As children, many of us learned to wake up in time to go to school with breakfast already in our stomachs. Our parents attempt to pack us a healthy lunch, or if they are busy, lunch money is given to our greedy little hands. After a long seven hours, we finally arrive at home again, our backpacks full of homework that needs to be finished by the next day. However, not all of us have had days like this.
There are so many options for a good education in today’s society. Public school, private school, online classes, you name it. Based on statistics, however, homeschooling has been becoming more popular and in demand. Education News have stated that, “Since 1999, the number of children who are being homeschooled has increased by 75%. Although currently the percentage of homeschooled children is only 4% of all school children nationwide, the number of primary school kids whose parents choose to forgo traditional education is growing seven times faster than the number of kids enrolling in K-12 every year.” There is not a definite reason for this growth, but people speculate that parents do not trust the education system, so they would rather put their children through homeschooling, hoping that they will receive a better education. However, have they done their research and examined the pros and cons of homeschooling?
In public school, there is a set amount of days in which students are “required” to attend school. For each of those days, teachers are required to create lesson plans for their classes. When you sit down and think about it, 180 days (the set amount of days that was required in my school district) is actually not a lot of time to teach an entire textbook. With homeschooling, students are able to work at their own pace and yet have an efficient and high-quality education. One day, a student can be in a happy mood and want to learn more than usual. Another day, he or she could have had a bad day so the workload could be lessened by a fraction. Being homeschooled can also allow for students to “skip” grades logically. A friend of mine was in several of my seventh grade classes, but the following year, he decided to try out homeschooling and ended up finishing two years worth of curriculum within a year. In public school, students who are recommended to skip a grade will skip a whole year of necessary material. With homeschooling, my friend was able to go over all material that was needed.
The reason why tutoring tends to be useful is because it involves the tutor and the student being one-on-one. When it is one-on-one, the attention is only on the one student, so the teacher is able to observe and note the weaknesses and strengths of that student. Also, each lecture will be made for that student alone, so a lecture can be made with that student in mind. This is very important, since each student learns differently. According to Study Mode, approximately 65% of the population is perceived as visual learners. However, what about the other 35% of the population? Homeschooling lets a teacher teach in a way where a certain student is able to learn efficiently.
Typically, when a person says that he or she is homeschooled, one may automatically assume that that person does not have as many friends as a typical student. According to TP college writer Lauren Collier, “Being homeschooled [during elementary school] limited my opportunity to meet and connect with kids my own age in the school setting.” However, when a student is homeschooled and they are taking high school courses, depending on the state, they can attend extracurriculars at the nearby public high school as well. TP college writer Olivia Cunningham stated, “In Pennsylvania, students are allowed to participate in co-curricular activities at the public school, so my siblings and I have been involved in activities through the public school, with other homeschoolers, such as co-op or chess clubs, with social groups such as Scouting and 4H, and with service organizations such as the local food pantry and church groups. So we never lacked a social life!”
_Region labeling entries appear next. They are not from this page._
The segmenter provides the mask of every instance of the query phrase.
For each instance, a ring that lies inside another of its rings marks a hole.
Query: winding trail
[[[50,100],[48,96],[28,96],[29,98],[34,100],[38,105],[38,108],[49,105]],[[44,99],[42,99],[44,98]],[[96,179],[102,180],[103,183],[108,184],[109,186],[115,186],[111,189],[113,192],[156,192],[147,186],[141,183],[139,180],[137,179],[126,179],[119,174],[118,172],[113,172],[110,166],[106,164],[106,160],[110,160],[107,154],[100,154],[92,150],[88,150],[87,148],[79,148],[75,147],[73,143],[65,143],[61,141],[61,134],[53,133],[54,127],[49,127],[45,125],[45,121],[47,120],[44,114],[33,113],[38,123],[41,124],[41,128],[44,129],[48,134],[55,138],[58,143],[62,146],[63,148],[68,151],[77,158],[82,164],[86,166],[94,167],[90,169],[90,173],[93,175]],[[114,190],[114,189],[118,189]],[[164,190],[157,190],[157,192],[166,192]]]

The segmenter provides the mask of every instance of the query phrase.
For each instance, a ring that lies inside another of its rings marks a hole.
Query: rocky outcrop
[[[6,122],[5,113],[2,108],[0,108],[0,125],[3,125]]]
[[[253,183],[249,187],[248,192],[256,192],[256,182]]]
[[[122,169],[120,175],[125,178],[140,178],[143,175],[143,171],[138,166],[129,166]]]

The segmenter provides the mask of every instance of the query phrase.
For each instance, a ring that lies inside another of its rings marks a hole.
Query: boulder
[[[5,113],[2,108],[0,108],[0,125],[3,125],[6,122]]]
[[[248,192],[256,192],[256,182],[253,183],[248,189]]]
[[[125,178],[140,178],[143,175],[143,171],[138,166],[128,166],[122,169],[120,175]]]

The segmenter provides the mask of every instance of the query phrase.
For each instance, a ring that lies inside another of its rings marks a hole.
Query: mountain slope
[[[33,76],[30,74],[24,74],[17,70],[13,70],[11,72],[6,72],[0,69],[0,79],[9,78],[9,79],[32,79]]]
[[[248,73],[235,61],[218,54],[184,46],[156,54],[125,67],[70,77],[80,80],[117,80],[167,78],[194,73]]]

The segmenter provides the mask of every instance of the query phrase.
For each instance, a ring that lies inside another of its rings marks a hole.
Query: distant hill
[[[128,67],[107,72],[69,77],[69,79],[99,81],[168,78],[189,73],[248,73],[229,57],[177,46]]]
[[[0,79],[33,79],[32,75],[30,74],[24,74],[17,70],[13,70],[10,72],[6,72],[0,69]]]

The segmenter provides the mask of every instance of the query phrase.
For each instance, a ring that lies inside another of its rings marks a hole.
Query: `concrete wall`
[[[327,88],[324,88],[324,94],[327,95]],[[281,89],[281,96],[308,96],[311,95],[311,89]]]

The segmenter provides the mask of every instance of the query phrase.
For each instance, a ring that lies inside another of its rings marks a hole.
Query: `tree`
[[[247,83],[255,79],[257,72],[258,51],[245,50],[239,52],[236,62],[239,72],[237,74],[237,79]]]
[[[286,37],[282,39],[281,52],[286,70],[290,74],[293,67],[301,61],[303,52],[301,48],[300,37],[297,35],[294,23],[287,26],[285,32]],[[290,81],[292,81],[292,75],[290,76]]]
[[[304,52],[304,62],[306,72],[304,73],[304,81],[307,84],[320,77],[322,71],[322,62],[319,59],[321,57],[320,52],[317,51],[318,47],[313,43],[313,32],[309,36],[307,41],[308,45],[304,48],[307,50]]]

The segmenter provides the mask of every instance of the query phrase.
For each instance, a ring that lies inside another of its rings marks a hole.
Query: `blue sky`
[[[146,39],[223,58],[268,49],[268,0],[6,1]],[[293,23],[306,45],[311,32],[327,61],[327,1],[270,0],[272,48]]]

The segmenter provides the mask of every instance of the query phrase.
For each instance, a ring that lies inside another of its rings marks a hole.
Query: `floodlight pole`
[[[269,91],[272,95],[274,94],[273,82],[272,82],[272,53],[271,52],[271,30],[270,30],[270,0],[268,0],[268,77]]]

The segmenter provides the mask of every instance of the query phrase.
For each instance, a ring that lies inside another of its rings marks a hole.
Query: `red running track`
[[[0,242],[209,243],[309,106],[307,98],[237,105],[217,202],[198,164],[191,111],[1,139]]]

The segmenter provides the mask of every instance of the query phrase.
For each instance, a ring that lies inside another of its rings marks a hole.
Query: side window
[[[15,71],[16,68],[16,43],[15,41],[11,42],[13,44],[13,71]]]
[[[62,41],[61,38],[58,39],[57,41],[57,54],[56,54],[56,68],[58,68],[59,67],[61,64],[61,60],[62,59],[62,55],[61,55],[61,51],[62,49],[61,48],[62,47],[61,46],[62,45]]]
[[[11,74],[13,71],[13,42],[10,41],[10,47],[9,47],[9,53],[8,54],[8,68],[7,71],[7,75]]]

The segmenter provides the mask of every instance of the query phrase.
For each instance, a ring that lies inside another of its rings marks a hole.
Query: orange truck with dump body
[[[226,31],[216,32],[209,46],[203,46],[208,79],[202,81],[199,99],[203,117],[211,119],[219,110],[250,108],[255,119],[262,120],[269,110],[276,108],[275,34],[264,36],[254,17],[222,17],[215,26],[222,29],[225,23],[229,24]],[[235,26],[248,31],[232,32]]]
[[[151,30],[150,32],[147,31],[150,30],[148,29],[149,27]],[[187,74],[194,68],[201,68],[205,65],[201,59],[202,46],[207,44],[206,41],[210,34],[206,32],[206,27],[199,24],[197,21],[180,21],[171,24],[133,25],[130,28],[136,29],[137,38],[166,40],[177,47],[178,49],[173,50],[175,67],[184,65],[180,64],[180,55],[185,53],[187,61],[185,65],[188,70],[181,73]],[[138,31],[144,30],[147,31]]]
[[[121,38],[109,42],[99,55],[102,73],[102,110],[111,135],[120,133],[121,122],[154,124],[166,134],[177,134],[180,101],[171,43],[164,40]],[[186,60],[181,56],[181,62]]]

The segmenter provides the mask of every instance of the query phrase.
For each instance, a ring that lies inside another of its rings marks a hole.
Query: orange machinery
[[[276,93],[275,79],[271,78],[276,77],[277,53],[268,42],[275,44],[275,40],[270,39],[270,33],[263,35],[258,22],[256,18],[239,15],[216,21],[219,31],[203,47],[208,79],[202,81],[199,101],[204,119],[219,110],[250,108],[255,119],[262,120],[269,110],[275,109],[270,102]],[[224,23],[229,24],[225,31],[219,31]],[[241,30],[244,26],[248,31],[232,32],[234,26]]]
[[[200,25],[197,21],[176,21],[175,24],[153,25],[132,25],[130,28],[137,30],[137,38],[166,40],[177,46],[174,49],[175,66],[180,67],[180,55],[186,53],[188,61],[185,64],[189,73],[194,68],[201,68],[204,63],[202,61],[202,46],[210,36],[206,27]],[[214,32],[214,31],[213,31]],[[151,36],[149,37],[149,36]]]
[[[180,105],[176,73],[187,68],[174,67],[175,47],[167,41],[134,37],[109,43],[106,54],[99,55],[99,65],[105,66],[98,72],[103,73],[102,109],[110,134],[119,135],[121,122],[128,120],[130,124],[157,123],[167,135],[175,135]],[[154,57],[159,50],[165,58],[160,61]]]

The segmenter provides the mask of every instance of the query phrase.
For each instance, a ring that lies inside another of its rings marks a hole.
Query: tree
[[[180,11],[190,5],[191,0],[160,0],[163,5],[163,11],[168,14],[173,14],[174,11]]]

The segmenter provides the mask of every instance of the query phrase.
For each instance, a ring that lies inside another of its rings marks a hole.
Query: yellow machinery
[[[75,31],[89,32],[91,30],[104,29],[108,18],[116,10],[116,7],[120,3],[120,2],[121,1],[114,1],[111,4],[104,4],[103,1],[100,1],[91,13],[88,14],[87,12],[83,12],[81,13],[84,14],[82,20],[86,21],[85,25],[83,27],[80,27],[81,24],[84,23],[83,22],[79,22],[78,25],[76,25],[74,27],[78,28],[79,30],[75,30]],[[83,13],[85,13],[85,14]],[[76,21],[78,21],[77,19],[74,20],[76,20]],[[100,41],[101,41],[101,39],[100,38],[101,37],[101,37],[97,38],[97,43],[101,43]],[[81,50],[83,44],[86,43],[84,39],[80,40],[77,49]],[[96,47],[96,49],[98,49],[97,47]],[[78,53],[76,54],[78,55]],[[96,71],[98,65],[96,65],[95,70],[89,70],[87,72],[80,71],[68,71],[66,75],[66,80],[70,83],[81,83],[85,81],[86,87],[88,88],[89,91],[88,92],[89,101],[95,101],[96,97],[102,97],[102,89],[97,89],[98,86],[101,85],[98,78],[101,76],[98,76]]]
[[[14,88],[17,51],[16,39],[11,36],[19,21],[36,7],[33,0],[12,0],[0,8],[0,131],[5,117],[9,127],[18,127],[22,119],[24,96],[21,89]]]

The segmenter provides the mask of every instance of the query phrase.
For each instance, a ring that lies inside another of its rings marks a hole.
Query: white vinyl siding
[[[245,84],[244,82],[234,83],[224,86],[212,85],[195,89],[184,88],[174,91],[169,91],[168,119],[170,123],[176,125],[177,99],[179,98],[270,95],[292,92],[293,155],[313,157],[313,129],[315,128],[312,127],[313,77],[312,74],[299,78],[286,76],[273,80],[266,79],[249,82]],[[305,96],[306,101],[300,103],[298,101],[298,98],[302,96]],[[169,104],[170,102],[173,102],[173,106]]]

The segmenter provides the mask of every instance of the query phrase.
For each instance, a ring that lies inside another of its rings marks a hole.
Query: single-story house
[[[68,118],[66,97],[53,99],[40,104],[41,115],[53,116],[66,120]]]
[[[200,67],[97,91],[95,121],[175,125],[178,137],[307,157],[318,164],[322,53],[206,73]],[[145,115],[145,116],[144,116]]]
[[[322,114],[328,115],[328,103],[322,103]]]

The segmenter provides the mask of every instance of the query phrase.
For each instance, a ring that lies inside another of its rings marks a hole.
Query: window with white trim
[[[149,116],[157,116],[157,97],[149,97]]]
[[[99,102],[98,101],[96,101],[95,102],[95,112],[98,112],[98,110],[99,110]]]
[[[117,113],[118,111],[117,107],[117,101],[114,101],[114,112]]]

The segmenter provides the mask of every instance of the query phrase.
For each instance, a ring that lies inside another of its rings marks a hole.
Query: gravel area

Several of the students that I interviewed stated that their parents were the ones who taught them at home. Luckily, all of their parents were former certified teachers. However, not everyone is lucky enough to have a legitimate teacher living with them. Parents tend to find programs and/or teachers and sign up their children by the reviews they see online. However, each program has pros and cons, and they are very different as well. Some parents also tend to stop working and end up teaching their own children. Although this may seem like a money-saver idea, if a teacher does not teach well, it will negatively impact the child’s learning.
When I asked my interviewees if they preferred being homeschooled or attending school, there was a tie. As Collier also stated, “Overall, I preferred being in public school just because of the amazing friends I made and the experiences like school dances, field trips, choir competitions, and other things that are difficult to replicate in the homeschool environment. It’s hard to make friends and try new things when you’re stuck inside with books all day!” Another student stated that she liked being homeschooled because of the personal attention she was able to receive, and that led to a better understanding of certain subjects.
Homeschooling is a great alternative when it comes to education. If you are contemplating on choosing between homeschooling or not, hopefully this article will help in deciding.